El conversatorio aborda temáticas sobre cómo la invisibilización de los pueblos indígenas ha sido histórica y continua, desde la colonización se han visto sus territorios como terrenos por conquistar. El país ha sido, en ocasiones, descrito como un lugar que no tiene personas indígenas, negando la existencia y diversidad cultural, vendiendo el país bajo una construcción blanca, mestiza y eurocéntrica. No hay duda que los pueblos indígenas han sido violentados, y es el Estado costarricense quien ha ejercido esa violencia sobre los derechos y convenios internacionales que protegen a las personas indígenas.
Cada territorio indígena cuenta con su propia organización y autonomía de gobernanza, y son las mujeres indígenas quienes se encargan de transmitir su cultura, ya que son matrilineales. Las mujeres indígenas son quienes transmiten el clan, sus vivencias y su cultura desde tiempos ancestrales.

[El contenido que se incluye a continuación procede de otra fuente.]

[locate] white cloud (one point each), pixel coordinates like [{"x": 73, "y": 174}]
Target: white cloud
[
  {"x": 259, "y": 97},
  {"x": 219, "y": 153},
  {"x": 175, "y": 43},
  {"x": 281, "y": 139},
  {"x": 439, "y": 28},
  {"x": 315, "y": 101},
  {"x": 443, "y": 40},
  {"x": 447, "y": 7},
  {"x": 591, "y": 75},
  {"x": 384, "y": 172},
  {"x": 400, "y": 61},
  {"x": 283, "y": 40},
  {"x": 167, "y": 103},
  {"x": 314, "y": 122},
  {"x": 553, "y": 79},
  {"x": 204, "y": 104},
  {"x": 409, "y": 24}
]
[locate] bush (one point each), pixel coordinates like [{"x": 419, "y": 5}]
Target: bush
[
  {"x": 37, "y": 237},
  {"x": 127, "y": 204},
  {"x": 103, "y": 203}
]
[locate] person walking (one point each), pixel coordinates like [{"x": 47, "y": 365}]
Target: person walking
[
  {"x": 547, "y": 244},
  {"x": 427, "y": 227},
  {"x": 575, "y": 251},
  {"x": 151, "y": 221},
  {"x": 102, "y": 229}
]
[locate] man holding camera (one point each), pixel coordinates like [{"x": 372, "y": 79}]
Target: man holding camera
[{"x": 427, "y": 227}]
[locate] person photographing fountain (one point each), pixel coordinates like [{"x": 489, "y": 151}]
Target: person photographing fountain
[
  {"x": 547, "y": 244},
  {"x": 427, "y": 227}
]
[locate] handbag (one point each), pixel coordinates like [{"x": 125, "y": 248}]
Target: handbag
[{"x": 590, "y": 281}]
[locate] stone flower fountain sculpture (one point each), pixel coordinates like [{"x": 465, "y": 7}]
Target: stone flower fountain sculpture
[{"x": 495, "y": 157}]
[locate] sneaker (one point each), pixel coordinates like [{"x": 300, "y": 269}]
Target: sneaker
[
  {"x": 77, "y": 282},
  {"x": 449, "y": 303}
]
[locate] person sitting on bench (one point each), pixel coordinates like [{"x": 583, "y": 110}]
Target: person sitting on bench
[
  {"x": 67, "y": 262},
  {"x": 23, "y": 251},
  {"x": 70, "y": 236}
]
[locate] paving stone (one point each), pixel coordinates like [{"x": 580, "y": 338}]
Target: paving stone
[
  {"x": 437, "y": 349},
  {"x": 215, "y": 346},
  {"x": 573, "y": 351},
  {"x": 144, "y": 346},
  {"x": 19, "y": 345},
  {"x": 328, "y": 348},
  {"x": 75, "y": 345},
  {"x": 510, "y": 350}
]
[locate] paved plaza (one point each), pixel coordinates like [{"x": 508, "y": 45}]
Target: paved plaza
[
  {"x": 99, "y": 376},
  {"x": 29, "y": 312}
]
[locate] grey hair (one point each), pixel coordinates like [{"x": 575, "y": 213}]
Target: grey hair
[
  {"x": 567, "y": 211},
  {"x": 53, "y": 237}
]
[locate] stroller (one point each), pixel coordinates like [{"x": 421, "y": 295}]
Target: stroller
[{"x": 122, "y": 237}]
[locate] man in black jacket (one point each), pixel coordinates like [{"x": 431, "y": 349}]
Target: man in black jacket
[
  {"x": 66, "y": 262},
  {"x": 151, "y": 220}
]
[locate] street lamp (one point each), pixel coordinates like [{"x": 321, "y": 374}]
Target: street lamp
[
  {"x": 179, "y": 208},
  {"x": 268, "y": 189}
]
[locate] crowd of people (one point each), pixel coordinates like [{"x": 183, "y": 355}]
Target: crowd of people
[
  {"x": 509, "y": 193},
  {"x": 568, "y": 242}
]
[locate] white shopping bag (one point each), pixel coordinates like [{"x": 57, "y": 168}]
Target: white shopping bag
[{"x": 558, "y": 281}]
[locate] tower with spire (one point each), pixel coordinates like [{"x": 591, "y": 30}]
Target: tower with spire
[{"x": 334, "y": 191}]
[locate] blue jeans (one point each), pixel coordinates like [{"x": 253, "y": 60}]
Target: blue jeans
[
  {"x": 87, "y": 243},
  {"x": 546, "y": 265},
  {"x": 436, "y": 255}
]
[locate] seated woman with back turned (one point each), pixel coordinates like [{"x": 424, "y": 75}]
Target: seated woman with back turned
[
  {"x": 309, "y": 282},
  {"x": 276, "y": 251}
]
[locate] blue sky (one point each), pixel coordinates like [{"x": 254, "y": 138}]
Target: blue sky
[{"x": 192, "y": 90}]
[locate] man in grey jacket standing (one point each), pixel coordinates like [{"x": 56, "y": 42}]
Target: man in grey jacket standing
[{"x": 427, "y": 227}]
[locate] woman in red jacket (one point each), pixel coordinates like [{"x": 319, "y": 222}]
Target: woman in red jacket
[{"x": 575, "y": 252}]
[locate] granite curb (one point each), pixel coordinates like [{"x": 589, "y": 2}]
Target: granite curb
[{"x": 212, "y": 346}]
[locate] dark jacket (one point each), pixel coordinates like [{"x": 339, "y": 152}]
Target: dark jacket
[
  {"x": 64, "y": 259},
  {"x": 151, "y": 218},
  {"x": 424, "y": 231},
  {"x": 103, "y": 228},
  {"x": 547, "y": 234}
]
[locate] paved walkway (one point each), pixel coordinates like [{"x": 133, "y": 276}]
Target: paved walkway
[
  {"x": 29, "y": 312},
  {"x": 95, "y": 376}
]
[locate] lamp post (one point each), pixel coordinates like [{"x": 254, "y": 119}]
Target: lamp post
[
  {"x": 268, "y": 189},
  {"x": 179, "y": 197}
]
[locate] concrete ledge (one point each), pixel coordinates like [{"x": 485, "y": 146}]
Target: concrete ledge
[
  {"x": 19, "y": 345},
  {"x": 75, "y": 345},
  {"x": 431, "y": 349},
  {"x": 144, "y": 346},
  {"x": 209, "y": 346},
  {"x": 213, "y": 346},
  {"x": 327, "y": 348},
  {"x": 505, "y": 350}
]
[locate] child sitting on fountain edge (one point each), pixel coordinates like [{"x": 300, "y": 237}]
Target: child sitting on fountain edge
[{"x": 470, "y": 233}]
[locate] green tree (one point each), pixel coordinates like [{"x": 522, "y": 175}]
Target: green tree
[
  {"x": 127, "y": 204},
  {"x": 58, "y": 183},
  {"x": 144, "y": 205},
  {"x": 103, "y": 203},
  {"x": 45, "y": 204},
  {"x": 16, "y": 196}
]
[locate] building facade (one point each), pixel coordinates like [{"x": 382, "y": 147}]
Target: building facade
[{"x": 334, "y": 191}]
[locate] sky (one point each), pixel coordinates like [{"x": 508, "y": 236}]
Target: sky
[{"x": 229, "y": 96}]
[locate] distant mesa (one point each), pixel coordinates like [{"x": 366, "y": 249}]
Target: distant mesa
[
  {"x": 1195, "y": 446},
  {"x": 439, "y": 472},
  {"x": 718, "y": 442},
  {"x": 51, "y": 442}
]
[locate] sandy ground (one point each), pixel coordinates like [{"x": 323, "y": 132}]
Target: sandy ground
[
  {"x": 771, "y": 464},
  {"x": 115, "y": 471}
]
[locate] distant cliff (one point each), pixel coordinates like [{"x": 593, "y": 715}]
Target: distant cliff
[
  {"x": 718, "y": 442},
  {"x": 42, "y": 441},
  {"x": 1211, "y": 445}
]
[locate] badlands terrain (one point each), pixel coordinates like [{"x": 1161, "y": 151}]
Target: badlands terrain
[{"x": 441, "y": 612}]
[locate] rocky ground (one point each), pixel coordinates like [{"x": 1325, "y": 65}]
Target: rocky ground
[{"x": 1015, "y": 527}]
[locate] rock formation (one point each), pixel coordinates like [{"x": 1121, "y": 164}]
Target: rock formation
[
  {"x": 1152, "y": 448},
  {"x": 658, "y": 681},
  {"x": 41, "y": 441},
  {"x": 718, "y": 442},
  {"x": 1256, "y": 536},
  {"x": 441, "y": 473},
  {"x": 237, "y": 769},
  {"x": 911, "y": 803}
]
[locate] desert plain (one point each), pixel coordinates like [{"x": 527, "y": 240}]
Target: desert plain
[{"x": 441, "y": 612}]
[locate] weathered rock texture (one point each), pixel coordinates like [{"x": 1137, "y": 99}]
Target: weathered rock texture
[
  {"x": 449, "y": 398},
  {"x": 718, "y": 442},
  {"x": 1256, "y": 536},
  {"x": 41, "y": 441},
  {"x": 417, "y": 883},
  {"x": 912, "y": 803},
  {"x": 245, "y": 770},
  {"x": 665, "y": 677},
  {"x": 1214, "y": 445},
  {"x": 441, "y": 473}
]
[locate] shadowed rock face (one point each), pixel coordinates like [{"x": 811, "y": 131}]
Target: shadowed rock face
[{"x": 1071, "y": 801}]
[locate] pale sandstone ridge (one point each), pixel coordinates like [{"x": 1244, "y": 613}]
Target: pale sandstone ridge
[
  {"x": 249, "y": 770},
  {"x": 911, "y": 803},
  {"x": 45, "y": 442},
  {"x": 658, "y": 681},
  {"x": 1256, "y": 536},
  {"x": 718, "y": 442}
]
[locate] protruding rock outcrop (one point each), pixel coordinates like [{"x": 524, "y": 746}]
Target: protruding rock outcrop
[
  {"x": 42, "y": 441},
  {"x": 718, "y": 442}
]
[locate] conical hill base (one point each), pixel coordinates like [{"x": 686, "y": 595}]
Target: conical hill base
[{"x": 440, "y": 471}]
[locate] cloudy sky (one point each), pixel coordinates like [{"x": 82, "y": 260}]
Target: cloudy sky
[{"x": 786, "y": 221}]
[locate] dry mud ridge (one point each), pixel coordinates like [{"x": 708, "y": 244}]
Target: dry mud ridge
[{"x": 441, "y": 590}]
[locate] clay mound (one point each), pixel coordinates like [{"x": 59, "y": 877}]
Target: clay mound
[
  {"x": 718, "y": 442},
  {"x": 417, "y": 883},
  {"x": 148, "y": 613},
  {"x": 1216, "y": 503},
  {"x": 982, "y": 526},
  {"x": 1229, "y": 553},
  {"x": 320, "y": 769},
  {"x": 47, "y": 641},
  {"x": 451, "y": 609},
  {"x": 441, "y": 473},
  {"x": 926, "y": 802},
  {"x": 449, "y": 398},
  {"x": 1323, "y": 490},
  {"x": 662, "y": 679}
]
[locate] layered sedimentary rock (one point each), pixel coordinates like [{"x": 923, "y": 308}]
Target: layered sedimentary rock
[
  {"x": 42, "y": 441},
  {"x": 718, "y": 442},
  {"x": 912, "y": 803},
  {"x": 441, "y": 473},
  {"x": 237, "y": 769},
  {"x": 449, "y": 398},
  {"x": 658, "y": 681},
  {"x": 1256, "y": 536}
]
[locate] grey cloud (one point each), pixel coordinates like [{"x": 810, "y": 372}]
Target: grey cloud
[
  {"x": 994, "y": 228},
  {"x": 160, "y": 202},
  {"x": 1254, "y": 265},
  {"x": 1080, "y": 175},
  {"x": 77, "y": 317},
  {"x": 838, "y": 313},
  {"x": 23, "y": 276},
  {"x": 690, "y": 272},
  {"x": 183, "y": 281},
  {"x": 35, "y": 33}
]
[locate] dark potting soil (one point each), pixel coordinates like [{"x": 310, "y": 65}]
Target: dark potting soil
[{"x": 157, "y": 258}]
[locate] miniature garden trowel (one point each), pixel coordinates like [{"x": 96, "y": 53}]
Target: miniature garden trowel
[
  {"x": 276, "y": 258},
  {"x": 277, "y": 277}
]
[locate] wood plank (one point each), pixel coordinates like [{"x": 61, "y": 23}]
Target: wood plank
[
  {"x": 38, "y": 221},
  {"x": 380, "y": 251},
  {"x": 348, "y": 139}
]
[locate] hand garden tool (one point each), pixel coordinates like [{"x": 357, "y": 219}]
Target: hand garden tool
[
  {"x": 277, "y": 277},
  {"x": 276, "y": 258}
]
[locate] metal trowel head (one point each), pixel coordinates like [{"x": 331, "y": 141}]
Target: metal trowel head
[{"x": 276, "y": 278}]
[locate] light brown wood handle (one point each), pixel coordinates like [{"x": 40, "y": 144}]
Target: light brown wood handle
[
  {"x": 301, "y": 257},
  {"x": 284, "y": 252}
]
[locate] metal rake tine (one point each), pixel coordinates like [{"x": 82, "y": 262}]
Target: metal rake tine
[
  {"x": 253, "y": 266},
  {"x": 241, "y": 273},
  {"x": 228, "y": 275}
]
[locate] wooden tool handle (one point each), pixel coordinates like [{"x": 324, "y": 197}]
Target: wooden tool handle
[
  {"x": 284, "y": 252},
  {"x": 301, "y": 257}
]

Los clanes, tienen una función identitaria y de responsabilidad dentro de los territorios más allá de proteger la tierra que está en la superficie. Proteger los territorios representa la lucha por sus derechos, acceso a servicios, por condiciones mejores, por la defensa del agua, la defensa de los bosques, de las tierras por cultivar, entre otros.
A pesar de toda la violencia y el racismo que se recibe, las luchas continúan. Los territorios indígenas pertenecen a personas indígenas y hacen énfasis en que estos deben seguir protegiéndose. Cada recuperación es diferente y mediada por factores culturales y espirituales, son parte del ser y están inscritos en una cosmovisión que continúa viéndose violentada por factores externos.
Participaron:
Cindy Vargas Ortiz. Recuperadora de territorios ancestrales. Bröran de Térraba de la Asociación El camino de la Semilla.
Doris Ríos Ríos. Recuperadora de territorios ancestrales. Comunidad Cabécar de China-Kichá.
Lusmilda Delgado Morales.Clan Tubölwack de Cabagra. Pertenece a la Red de Mujeres Rurales.
Fanny Reyes Ortiz. Del territorio de Térraba. Red de Mujeres Rurales.